Exactly. It is the easiest thing in the world to sit in a different country, in a different time with different opportunities and say 'I wouldn't have done that'. I don't condone what they did but I don't also possess the surety that I would have had the bravery to do different. Yes, she applied for the job. Yes, she knew what happened at the camp. Yes, she could have made other choices. Yes, there were consequences for her for making the choice she did and I personally don't feel sorry for her for those consequences.
However, she had been offered a promotion at her previous employers and remember what happened when the train company tried to promote her? In both cases she could not accept the promotion because it would reveal that she cannot read. She moved away when the train company tried to promote her. She applied for another job when Siemens did. For all we know, there was just one other job in town that could do without having to read, at that time... be a guard. It was a legitimate, government endorsed job. Plenty of people then and now allow their governments (and media) to guide the morality of their country and of their own opinions. Wherever the OP lives, there will be examples there as there are all over.

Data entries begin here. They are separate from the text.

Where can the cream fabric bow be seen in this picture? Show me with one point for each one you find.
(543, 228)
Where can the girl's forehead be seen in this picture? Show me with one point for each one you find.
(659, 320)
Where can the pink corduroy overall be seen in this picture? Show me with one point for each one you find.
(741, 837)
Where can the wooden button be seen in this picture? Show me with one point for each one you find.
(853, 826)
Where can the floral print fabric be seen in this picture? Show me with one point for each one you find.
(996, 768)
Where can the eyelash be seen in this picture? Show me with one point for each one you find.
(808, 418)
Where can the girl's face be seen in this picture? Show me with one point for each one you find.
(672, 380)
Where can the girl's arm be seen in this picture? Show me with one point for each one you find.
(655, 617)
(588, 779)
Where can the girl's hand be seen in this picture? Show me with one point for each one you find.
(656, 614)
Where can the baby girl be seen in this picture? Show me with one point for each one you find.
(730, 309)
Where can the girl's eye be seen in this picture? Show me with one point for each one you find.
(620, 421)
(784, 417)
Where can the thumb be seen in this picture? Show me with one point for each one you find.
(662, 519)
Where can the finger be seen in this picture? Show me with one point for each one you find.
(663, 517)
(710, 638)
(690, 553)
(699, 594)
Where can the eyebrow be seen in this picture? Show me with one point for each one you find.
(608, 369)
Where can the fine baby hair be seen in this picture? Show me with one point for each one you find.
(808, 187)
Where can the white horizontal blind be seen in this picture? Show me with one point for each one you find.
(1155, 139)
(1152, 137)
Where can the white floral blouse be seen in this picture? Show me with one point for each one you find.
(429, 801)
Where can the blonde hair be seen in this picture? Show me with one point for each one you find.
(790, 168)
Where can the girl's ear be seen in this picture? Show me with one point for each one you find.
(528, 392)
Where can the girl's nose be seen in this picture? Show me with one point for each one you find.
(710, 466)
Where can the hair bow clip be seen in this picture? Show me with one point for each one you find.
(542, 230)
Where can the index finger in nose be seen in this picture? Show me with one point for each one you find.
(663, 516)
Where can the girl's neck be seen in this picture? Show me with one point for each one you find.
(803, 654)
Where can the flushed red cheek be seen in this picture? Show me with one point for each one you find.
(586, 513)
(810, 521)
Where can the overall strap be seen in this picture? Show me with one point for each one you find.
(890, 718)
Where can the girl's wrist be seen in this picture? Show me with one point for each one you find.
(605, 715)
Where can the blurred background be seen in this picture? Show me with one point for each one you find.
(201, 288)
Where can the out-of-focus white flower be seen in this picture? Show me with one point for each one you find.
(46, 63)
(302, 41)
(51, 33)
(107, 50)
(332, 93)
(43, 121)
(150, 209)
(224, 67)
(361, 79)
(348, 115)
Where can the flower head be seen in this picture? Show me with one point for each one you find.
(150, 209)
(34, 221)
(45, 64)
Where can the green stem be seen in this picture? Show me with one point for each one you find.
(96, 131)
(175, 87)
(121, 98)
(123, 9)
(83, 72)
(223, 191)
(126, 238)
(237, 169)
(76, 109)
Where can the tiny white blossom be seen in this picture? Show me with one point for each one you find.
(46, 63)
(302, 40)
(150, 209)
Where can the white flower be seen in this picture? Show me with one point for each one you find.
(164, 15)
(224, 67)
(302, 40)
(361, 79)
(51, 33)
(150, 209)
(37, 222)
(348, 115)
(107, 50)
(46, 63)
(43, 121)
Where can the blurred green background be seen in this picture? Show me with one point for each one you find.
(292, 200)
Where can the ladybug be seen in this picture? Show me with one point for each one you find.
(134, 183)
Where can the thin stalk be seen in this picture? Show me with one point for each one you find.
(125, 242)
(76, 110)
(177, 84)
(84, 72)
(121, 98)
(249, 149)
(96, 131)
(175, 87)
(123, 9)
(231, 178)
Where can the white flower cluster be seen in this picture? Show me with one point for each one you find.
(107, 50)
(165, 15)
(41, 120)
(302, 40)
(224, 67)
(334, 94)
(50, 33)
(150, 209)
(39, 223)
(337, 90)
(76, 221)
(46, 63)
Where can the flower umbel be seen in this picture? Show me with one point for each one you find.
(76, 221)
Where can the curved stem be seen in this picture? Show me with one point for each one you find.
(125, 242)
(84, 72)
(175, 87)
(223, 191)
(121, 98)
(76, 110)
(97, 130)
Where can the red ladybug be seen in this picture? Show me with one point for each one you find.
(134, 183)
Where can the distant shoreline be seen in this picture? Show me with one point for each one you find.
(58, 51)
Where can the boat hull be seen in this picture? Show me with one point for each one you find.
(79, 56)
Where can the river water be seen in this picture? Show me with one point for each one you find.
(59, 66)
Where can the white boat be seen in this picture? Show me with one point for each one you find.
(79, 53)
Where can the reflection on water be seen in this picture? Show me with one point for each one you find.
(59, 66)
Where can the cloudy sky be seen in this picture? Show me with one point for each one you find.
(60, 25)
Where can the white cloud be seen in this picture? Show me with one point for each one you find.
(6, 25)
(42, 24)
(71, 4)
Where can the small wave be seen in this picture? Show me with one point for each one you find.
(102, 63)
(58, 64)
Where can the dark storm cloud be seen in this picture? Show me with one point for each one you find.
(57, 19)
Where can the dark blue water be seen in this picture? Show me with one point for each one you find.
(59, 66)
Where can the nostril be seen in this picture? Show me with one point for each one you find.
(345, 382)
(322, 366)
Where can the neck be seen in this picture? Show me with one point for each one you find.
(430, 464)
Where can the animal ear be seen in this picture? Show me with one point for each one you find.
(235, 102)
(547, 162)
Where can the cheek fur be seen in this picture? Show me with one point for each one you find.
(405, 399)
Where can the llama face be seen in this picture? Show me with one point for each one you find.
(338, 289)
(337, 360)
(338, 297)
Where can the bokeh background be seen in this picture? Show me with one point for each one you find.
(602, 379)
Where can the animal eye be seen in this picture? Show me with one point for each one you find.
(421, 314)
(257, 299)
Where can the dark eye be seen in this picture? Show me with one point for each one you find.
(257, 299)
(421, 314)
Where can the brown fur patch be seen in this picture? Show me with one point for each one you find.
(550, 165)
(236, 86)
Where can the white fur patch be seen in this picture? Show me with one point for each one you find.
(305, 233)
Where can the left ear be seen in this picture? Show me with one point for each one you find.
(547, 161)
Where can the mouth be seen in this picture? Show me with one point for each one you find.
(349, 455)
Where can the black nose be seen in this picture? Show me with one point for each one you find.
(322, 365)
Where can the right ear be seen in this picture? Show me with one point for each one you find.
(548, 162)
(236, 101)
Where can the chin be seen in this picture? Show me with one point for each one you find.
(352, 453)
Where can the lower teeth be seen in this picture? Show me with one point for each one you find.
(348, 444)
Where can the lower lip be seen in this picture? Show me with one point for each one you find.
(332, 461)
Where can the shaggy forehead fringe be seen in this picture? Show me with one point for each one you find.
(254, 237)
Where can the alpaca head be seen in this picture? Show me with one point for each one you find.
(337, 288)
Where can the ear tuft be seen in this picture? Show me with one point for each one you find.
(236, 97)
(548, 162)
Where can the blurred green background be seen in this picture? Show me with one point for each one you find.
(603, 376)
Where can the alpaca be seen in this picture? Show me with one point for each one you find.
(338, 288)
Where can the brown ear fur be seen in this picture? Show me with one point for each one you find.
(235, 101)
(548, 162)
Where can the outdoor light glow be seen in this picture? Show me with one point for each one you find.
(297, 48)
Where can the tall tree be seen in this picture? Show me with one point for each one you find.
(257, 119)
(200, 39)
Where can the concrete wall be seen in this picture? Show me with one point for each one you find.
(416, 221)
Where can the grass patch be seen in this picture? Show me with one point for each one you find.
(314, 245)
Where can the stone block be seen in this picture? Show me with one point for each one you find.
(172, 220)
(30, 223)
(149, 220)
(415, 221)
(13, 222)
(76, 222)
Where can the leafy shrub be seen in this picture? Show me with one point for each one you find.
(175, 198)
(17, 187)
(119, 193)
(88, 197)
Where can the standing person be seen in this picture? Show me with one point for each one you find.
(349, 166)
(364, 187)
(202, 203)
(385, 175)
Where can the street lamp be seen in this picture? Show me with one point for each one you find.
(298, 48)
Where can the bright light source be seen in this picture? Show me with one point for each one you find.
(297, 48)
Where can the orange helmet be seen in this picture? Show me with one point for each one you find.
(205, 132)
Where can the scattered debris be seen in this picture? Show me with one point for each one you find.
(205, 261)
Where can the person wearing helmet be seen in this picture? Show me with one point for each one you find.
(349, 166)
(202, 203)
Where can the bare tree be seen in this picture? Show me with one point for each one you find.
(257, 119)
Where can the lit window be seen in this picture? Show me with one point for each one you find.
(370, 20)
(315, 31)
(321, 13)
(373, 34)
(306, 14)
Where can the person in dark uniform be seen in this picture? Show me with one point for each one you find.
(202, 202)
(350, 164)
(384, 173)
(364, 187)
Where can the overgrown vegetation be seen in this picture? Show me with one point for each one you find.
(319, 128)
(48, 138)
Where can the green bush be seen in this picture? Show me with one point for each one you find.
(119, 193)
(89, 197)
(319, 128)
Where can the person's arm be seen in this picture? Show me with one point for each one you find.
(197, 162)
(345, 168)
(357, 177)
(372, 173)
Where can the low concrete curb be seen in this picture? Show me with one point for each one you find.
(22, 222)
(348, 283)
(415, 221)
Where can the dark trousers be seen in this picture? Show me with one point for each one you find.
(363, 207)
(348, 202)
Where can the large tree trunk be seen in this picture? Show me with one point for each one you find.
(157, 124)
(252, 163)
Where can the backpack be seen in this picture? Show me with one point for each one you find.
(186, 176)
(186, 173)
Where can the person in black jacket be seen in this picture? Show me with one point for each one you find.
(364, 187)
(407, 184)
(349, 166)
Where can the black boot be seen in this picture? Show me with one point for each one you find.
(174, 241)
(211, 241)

Does that make it ok? Nope. But it does reveal further why she took the job. She needed a job. The camp was hiring. The government of the day told her it was ok to do what she did.
I don't think the film tried to make us feel sorry for her. I think they tried to show us that people who do evil things are not always powerful or deliberate in their intent. They showed a different side to the atrocities than just a powerful Nazi party member with an adoration of the party's ideals. This is important because if we believe that people who do evil things are always one type of person, we leave ourselves unable to recognise it when 'normal' people do evil (included when we may do it ourselves). It is also important to the story which attempted to investigate how Germany's younger generations could learn and live with the actions of their elders... fathers, grandfather, aunts, uncles. People they loved as family and friends and somehow had to reconcile that love with what they did (or with what they failed to do).
She was weak, allowed herself to be a victim of her circumstances and was unwilling or unable to think for herself. The world is full of people like that.